The commander of the SL military, Lieutenant General Shavendra Silva, widely recognised as a war criminal, has been frequently visiting Jaffna in recent days.

The conditions imposed by the level of militarisation in the Tamil homeland is not conducive for the elections was the opinion of the grassroots activists in Jaffna.

SL militarisation in Jaffna
Even the religious decorations placed at the gates of households in Nalloor in Jaffna during the annual festival of Kandasamy temple did not escape the Sinhala soldiers ‘guarding’ the streets of Jaffna. Photo taken on Tuesday.


The Eezham Tamils have been entirely denied of articulating political aspiration based on the right of self-determination since the imposition of the so-called Sixth Amendment (Article 157 A) to the constitution of genocidal Sri Lanka, making the 1977 elections the only valid last elections in the island in terms of political aspirations.

The Sixth Amendment was introduced on the heels of the 1983 July anti-Tamil pogrom in which thousands of Tamils were killed and maimed by state-backed Sinhala mobs in Colombo and the Sinhala majority districts of the island.

Under this SL Act's Article 157 A (1), “No person shall, directly or indirectly, in or outside Sri Lanka, support, espouse, promote, finance, encourage or advocate the establishment of a separate state within the territory of Sri Lanka.”

The occupying military, which is predominantly Sinhala-Buddhist, stepped up interference on civil affairs in the wake of Easter Sunday bombings in 2019 during the ‘Yahapalanaya’ regime, which was led by Maithiripala Sirisena and Ranil Wickramasinghe.

Rajapaksa siblings started to use the notion of “national security” to woo the support of the Sinhala Buddhists in the South to seize the political power of the unitary state.

Particularly, the ‘technocrat abilities’ of Gotabaya Rajapaksa during the times of genocidal war were used as argument.

The war-time US Ambassador to Colombo, Robert O. Blake jr, was visiting Colombo in May 2019 to give a lecture through the facilitation of ‘Pathfinder’ outfit of Milinda Moragoda.
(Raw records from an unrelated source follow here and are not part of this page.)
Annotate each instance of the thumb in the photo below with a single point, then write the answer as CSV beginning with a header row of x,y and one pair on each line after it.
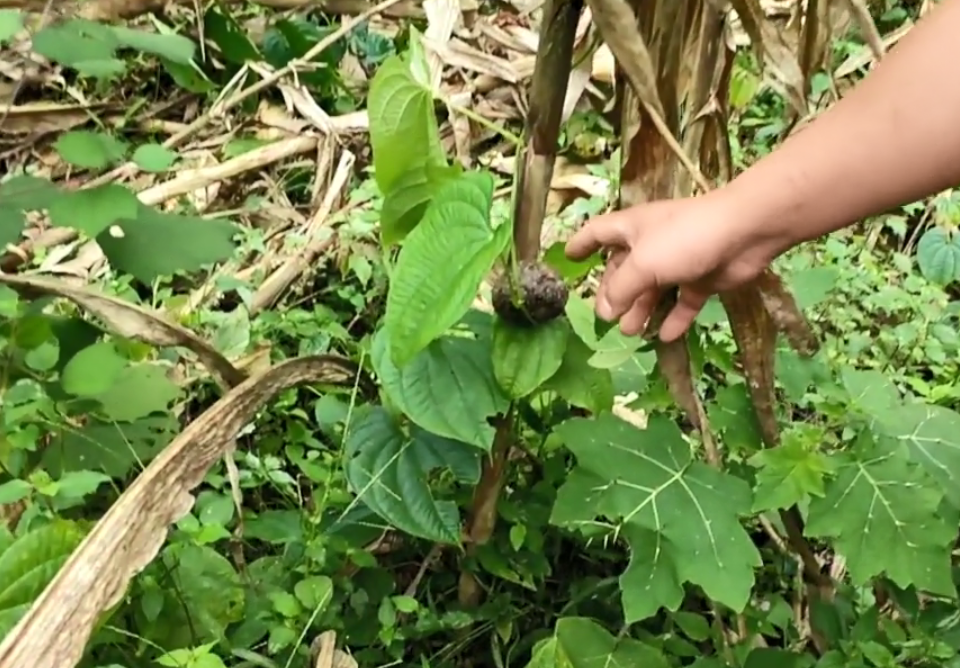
x,y
689,303
610,230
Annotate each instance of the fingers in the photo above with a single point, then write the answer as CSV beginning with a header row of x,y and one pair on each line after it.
x,y
623,287
634,321
689,303
611,230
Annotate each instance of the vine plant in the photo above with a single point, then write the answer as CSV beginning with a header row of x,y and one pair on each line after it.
x,y
882,496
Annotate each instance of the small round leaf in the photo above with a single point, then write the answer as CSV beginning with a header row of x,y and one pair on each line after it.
x,y
938,254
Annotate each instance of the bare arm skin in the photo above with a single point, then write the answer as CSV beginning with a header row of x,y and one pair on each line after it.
x,y
892,140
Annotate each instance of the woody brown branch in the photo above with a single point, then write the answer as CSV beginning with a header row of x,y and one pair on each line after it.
x,y
534,175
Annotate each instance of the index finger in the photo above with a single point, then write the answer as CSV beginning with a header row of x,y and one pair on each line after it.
x,y
610,230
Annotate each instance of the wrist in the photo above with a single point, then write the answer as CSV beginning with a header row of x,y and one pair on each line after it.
x,y
758,220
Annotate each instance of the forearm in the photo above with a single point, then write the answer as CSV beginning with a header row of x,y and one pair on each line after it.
x,y
892,140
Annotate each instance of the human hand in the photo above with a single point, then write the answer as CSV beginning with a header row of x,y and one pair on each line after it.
x,y
704,245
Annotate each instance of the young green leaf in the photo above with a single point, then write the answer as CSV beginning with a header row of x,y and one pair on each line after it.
x,y
175,48
28,564
578,382
11,22
76,41
524,358
938,254
19,195
441,265
389,470
93,370
882,513
579,642
92,210
138,391
161,244
154,158
90,150
403,127
680,517
405,203
448,388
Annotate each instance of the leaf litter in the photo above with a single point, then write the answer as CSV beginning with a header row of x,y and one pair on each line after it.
x,y
483,63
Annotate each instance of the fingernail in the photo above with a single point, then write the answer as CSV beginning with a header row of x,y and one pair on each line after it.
x,y
604,310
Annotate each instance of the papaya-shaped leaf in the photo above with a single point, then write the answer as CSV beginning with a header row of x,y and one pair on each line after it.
x,y
389,471
161,244
524,358
578,642
680,516
881,511
403,128
448,388
938,254
406,202
29,563
932,436
92,210
441,265
580,383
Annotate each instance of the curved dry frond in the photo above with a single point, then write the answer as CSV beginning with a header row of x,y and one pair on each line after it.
x,y
132,321
55,631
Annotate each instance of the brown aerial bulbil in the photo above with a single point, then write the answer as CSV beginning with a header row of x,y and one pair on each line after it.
x,y
539,295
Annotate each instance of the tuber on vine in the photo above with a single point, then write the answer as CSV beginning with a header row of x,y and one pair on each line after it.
x,y
536,295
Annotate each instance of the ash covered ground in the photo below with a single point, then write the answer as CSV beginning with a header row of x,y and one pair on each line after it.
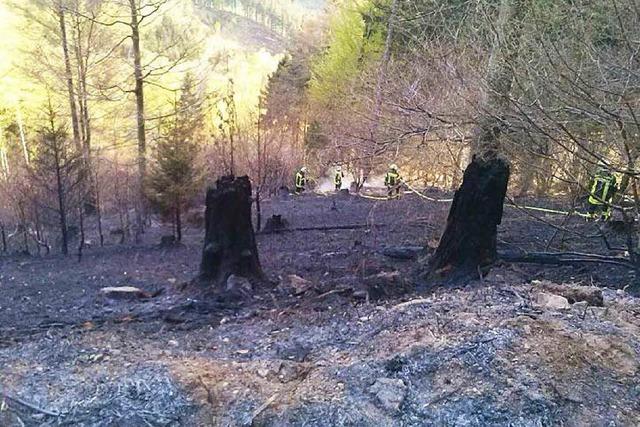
x,y
342,337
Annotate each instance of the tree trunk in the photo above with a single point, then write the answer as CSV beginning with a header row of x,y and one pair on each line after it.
x,y
3,234
178,223
469,239
69,78
229,245
140,116
468,244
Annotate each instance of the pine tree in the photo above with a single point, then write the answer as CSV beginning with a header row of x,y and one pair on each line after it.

He was boosting the ‘technocrat’ position of Gotabaya Rajapaksa by advocating tight-knit coordination of political and security establishments by a group of technocrats.
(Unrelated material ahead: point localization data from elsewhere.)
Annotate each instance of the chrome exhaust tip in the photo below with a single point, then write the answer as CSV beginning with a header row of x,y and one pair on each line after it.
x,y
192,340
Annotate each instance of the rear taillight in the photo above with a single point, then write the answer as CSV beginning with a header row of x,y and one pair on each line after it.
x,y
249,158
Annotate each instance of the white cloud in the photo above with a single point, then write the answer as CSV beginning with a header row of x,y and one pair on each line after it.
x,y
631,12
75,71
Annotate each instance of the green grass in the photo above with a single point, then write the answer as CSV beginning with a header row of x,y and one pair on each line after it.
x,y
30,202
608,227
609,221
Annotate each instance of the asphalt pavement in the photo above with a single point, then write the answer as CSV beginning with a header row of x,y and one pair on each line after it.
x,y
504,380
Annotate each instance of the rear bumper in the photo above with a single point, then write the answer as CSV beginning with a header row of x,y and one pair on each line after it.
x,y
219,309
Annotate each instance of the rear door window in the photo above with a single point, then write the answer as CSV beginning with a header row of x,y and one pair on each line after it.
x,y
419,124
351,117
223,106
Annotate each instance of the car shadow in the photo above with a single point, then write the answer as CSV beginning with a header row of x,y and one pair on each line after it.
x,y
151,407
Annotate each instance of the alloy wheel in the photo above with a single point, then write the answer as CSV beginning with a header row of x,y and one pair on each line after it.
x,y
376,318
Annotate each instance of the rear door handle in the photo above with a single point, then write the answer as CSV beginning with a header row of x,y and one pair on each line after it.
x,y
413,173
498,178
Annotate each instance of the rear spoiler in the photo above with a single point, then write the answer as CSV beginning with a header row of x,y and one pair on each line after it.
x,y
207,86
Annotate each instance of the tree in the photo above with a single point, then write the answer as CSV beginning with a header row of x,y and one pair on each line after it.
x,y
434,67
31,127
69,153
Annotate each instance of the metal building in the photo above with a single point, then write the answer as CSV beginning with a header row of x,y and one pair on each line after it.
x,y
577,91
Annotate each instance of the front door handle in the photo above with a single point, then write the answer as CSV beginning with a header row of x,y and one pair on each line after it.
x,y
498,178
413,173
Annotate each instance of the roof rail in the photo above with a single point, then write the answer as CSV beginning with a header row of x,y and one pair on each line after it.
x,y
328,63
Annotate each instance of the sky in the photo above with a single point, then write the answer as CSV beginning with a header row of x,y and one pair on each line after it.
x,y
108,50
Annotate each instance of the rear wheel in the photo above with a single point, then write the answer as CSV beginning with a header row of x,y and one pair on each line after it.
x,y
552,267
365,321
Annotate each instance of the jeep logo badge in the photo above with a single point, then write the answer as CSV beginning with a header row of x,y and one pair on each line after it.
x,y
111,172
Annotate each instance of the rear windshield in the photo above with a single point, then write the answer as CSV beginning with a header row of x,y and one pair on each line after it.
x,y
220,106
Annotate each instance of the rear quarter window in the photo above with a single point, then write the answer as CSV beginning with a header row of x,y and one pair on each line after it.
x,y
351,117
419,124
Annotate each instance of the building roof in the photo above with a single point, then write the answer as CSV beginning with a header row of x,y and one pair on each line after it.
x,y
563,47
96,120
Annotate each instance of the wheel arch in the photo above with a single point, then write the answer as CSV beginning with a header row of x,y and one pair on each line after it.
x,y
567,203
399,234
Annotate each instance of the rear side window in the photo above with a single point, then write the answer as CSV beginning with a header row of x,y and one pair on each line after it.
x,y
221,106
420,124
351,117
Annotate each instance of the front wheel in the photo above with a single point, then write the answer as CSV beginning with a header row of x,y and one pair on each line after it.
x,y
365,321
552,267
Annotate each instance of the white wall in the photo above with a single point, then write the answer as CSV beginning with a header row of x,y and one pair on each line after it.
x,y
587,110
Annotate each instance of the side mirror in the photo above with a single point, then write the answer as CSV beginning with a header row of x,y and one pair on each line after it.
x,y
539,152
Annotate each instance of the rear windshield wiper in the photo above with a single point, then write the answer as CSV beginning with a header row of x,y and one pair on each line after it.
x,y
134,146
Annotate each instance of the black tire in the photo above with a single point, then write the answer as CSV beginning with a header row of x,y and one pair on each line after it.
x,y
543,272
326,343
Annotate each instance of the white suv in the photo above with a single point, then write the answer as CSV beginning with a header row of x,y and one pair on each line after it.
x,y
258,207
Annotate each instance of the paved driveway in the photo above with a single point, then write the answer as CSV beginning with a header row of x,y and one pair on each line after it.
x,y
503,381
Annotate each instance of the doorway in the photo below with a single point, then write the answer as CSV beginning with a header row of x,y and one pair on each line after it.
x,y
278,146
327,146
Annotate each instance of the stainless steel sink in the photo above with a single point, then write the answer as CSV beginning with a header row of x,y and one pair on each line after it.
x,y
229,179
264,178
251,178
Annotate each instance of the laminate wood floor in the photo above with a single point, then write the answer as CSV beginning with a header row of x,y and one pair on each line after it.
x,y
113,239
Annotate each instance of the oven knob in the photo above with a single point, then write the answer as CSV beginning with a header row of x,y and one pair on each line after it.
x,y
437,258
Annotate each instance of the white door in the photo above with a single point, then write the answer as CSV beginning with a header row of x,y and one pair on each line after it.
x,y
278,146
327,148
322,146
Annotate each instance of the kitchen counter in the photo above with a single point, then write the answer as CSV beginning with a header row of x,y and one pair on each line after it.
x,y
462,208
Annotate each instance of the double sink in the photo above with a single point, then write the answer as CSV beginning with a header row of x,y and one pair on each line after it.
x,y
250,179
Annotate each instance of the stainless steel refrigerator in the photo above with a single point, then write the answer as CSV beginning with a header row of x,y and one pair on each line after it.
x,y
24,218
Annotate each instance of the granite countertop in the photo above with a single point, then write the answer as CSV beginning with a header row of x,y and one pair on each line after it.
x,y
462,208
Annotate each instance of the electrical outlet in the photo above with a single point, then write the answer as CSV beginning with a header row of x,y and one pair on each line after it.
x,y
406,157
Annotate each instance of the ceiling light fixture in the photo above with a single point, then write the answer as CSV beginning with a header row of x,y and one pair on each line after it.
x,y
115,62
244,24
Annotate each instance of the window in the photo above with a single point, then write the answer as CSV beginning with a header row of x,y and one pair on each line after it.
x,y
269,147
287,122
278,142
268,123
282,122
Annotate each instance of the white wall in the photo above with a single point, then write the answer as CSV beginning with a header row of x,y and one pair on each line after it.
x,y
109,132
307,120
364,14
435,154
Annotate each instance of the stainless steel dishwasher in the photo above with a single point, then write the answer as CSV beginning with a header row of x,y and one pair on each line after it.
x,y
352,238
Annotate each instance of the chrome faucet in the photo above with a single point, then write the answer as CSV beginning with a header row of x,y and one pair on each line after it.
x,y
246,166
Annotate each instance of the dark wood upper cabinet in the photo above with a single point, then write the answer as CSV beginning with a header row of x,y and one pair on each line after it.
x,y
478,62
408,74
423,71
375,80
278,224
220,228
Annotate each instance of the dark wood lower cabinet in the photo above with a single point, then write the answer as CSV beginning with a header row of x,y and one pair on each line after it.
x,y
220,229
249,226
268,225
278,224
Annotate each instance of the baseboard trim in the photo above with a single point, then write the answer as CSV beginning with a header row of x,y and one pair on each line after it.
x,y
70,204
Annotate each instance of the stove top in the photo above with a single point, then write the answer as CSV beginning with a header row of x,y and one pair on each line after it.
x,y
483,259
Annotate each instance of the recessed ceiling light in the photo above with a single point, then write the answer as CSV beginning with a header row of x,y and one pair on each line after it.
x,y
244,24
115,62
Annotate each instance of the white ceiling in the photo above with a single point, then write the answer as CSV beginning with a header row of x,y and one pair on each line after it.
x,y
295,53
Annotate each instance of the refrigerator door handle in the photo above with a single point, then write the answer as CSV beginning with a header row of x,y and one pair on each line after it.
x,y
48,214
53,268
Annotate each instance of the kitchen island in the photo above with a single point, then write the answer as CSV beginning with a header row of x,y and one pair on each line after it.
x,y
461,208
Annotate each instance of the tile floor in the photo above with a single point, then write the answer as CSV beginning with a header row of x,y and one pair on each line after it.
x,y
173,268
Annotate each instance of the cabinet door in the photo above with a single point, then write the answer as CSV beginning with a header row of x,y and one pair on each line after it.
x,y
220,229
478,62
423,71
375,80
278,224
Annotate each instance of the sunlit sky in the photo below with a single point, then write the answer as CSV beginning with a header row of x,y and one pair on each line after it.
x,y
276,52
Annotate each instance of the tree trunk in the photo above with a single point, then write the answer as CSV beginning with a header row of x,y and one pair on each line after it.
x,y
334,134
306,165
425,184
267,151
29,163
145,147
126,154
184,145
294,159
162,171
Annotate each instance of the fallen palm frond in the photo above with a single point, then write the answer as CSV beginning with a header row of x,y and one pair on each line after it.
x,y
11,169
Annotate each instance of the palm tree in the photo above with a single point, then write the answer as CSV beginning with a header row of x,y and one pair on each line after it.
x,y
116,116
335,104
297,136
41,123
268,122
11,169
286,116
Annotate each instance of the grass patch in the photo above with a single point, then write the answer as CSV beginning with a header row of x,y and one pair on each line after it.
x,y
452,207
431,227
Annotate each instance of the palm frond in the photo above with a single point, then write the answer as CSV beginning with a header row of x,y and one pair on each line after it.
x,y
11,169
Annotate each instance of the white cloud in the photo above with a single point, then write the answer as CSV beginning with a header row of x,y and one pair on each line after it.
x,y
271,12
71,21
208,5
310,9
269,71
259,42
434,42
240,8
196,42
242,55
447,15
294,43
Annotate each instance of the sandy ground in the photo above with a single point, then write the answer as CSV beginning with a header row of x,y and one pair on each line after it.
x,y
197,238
“Having a high-level group of technocrats like that is something Sri Lanka could definitely benefit from. [...] In fact, you did have such a group before the war and during the war when Gotabhaya Rajapaksa was defence secretary,” Blake said in his lecture delivered at the BMICH.

“Gotabhaya Rajapaksa personally chaired that group and made sure that all the different branches of Intelligence of which there are many in this country for sharing information to the senior-level people, and then they themselves were making sure that somebody was looking into those and making sure that the attacks didn't take place,” Mr Blake, now a McLarty ‘business and diplomacy’ consultant, went on record.

The SL military started to interfere more and more in civil affairs in the occupied country of Eezham Tamils after Gotabaya Rajapaksa became SL President in November 2019.

Using Covid-19 pandemic containment measures, occupying Colombo deployed military in every crook and corner of the Tamil homeland since March 2020.

In June 2020, Gotabaya Rajapaksa appointed an 11-member all Sinhala Presidential Task Force (PTF) for “Archaeological Heritage Management” in the Eastern Province. The PTF is headed by SL Defence Secretary, Major General (Retired) Kamal Gunaratne. Another 13-member PTF comprising mostly of military commanders and intelligence directors as well as police and customs directors is tasked to ‘bulid’ a “Secure, Disciplined, Virtuous and Lawful Society,” which is also led by Kamal Gunaratne.

The notion of “Army & Archaeology” conceived during the previous Rajapaksa administration has been institutionalised using the mechanisms and protocols of the unitary state system in Colombo under the presidency of Gotabaya Rajapaksa.